EcoNet-NZ / inaturalist-to-cams

Synchronises observations from iNaturalist to the CAMS Weed App
Apache License 2.0
3 stars 3 forks source link

Unable to synchronise invalid HTML content #86

Open nigelcharman opened 7 months ago

nigelcharman commented 7 months ago

https://github.com/EcoNet-NZ/inaturalist-to-cams/actions/runs/7937935337 fails with the error "Field NotesAndDetails has invalid html content." when synchronising https://www.inaturalist.org/observations/2763972.

NotesAndDetails is shown as:

'NotesAndDetails': '<em>Locality: NEW ZEALAND AK, suburb of Glen Innes, Paddington Reserve (W Tamaki Rd entrance).\r\n\r\n<em>Habitat: One large plant, 3-4 m high. The plant is visible on <a href="https://www.google.co.nz/maps/@-36.870013,174.8628706,3a,21.3y,172.22h,83.33t/data=!3m6!1e1!3m4!1sWNeFx4TNIV6kKLgalvaGuA!2e0!7i13312!8i6656!6m1!1e1">Street View - Nov 2015</a> (above the green transformer). I have uploaded a screen shot, but note that the screen shot shows the plant in Nov 2015.\r\n\r\n<em>Identification: </em><a href="http://naturewatch.org.nz/listed_taxa/5251492">Solanum mauritianum</a><em> Scop., 1788.'

This needs fixing to allow weeds to be synchronised nationally. For now I have reverted to just pull in Woolly Nightshade observations from Kaipatiki.

nigelcharman commented 7 months ago

Potential fix - https://community.esri.com/t5/arcgis-data-interoperability-blog/writing-html-and-other-amp-lt-and-amp-gt-tagged/ba-p/1116925

nigelcharman commented 6 months ago

https://enterprise.arcgis.com/en/server/10.9.1/administer/windows/best-practices-for-configuring-a-secure-environment.htm states that:

xssInputRule specifies the response when code is detected. The options are rejectInvalid or sanitizeInvalid. The rejectInvalid value is the default and is recommended.
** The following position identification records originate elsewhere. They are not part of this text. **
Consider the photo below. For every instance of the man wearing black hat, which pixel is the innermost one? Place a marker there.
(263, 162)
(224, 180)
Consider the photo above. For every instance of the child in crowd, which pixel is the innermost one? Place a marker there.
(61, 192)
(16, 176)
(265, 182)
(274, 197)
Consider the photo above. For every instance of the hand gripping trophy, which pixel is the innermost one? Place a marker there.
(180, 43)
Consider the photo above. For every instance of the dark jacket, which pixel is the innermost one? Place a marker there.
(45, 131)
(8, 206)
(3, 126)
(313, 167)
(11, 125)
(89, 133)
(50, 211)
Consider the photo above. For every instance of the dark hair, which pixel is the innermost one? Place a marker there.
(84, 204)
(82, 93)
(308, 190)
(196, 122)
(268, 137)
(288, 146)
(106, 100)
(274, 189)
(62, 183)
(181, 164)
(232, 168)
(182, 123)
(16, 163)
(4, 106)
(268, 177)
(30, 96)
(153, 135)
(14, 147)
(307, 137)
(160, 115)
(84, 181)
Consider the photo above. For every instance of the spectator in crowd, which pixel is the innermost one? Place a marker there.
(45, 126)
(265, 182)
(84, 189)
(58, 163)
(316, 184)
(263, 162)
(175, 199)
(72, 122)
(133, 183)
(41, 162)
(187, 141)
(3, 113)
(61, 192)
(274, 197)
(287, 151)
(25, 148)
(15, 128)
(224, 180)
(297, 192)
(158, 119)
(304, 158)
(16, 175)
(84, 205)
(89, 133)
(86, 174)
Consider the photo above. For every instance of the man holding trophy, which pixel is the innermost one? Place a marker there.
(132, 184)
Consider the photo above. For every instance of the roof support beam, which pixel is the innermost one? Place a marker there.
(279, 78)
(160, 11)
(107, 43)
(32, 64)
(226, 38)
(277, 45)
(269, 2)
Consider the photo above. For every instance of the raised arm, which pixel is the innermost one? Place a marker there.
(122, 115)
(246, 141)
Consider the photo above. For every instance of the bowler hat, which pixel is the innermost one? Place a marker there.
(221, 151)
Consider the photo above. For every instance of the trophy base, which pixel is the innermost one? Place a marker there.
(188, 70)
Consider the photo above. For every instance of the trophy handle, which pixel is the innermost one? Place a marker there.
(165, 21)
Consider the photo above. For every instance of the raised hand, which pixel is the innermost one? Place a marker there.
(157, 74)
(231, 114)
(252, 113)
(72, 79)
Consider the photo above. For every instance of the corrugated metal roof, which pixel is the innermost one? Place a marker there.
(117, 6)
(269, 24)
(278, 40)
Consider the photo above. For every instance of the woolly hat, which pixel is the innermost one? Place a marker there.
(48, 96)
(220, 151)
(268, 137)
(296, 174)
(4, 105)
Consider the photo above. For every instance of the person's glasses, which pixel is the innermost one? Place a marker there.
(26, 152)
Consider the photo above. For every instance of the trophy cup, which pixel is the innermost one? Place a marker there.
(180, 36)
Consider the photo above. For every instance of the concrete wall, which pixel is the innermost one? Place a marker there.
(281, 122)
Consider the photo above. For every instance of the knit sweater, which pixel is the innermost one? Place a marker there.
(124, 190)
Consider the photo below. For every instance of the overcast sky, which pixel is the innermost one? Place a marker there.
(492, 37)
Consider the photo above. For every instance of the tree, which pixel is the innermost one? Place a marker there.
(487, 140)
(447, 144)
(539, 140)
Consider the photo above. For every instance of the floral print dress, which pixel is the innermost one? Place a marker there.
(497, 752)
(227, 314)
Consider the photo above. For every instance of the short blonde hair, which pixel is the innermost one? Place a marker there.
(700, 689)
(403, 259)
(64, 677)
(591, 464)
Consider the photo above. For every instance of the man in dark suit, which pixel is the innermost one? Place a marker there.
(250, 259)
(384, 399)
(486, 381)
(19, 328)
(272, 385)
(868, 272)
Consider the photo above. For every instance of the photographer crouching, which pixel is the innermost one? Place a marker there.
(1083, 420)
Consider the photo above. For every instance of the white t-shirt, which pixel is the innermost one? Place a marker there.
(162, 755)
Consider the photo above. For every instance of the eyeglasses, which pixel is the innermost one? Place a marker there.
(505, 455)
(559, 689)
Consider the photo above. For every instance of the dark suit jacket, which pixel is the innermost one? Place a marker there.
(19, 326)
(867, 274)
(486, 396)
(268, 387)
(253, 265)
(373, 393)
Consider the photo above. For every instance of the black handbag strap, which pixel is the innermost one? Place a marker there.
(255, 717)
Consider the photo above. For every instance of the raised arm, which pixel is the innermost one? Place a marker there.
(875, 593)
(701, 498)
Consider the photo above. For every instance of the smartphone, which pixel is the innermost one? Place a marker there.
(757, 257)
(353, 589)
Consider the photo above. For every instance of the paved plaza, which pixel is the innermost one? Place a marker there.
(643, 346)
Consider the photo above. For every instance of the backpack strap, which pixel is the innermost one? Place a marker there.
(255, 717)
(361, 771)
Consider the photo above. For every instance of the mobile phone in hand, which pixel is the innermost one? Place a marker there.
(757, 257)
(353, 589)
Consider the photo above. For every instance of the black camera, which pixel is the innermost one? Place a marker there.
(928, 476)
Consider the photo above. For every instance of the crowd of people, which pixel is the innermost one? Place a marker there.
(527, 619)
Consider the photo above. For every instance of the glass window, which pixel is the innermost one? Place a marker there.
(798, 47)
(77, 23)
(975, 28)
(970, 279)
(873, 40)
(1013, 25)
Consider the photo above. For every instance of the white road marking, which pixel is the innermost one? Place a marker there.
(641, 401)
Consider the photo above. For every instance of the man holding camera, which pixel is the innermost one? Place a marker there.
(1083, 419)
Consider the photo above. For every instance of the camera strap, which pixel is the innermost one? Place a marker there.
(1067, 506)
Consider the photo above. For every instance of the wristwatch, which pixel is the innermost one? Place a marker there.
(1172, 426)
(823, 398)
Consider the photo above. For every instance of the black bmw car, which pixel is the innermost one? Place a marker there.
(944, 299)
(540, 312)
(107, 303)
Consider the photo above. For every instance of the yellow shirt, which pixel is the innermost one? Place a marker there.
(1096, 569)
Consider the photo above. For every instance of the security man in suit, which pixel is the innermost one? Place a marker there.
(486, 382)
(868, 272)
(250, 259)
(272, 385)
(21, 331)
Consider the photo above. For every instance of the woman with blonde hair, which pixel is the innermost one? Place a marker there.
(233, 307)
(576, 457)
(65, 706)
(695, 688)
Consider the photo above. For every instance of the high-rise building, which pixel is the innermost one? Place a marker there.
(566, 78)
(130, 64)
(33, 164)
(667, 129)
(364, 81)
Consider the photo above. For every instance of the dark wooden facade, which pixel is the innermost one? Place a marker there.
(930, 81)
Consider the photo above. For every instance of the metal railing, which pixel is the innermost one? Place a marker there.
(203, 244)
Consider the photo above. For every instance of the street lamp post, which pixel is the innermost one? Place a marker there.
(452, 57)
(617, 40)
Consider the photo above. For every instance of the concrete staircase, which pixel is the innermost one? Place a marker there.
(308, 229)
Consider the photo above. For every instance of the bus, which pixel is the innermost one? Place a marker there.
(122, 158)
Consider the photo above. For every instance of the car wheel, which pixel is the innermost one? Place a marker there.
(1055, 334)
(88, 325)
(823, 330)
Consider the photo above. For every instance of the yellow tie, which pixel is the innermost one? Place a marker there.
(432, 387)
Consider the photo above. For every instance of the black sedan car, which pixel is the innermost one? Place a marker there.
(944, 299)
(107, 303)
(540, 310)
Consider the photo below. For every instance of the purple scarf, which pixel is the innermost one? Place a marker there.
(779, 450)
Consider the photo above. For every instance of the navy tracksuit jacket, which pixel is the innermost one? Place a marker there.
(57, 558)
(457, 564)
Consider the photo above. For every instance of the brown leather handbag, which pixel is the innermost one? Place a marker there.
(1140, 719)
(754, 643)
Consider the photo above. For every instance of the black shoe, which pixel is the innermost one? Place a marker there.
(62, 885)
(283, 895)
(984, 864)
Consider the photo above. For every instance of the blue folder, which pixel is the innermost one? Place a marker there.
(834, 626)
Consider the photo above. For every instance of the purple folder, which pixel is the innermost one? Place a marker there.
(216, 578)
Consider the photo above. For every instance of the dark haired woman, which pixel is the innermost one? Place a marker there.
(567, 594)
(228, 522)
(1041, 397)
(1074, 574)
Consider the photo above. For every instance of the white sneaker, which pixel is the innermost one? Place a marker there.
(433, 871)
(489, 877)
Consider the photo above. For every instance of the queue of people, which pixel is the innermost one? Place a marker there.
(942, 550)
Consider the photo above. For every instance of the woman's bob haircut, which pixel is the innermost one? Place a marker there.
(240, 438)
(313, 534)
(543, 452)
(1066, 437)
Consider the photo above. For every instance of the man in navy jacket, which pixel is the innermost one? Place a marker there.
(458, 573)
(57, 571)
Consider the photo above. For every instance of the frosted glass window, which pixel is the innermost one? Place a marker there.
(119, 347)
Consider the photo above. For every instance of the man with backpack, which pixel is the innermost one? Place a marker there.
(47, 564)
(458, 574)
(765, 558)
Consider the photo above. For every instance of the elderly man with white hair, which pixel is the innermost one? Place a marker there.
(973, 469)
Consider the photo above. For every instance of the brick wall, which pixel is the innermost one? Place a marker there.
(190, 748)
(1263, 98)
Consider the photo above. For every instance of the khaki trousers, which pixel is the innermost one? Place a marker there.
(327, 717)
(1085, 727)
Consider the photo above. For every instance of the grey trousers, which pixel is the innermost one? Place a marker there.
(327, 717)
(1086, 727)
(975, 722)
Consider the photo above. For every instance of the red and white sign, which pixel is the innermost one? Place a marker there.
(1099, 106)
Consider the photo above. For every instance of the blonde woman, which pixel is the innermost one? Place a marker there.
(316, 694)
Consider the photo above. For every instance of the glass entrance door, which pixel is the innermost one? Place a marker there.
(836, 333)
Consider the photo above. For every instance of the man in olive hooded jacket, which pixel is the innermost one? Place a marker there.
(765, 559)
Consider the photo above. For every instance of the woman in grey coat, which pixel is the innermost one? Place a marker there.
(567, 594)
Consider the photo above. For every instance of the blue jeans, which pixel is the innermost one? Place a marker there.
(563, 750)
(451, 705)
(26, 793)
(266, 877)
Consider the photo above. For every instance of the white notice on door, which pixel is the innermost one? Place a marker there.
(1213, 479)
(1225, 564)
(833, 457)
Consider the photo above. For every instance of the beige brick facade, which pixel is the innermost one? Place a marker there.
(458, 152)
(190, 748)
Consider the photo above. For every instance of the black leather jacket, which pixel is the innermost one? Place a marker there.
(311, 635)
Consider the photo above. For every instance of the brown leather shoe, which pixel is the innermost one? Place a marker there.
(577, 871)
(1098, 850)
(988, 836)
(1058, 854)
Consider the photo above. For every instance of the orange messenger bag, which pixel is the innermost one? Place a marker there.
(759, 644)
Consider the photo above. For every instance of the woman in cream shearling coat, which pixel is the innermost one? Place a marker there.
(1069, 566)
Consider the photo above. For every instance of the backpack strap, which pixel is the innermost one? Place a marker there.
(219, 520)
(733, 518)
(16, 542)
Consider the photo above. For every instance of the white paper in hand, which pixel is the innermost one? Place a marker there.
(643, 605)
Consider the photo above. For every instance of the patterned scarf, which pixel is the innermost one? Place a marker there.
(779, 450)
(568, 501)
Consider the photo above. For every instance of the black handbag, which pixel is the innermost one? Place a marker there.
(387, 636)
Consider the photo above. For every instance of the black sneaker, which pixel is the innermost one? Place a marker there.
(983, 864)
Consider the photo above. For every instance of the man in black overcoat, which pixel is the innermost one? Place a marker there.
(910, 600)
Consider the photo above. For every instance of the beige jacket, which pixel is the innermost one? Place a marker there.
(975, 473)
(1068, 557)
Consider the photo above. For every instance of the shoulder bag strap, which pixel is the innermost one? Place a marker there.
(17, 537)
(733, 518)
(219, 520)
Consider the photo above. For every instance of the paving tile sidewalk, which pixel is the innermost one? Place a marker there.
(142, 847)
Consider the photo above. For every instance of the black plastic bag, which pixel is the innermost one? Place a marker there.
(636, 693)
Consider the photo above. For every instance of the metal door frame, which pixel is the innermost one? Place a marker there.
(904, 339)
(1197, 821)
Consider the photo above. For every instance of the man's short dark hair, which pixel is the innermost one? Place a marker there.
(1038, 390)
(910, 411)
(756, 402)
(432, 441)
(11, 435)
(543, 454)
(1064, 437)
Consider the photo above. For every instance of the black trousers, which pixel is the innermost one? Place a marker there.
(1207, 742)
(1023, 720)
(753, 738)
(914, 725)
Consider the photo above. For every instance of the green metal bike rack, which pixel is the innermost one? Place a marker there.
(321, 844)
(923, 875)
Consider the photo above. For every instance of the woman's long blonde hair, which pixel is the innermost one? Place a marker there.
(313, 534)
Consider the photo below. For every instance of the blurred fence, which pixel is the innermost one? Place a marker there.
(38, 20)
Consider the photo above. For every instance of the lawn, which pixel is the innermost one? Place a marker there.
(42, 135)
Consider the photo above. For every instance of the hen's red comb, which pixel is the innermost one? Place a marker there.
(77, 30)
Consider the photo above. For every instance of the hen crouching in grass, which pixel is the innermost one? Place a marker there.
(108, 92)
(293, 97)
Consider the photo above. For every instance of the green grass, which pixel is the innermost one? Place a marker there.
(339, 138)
nigelcharman commented 6 months ago

Other potential fixes are:

  1. Always HTML encode the iNaturalist description before writing to CAMS
  2. Check whether the iNaturalist description contains HTML and encode it if it does
  3. Catch the error and encode the HTML if we get this error
  4. Ignore the description if it contains HTML content

This assumes that the iNaturalist description is the only one that we use that can contain HTML. This post states that Markdown is supported on comments, identifications, journal posts, and mostly on user profiles and project descriptions. Presumably HTML is the same?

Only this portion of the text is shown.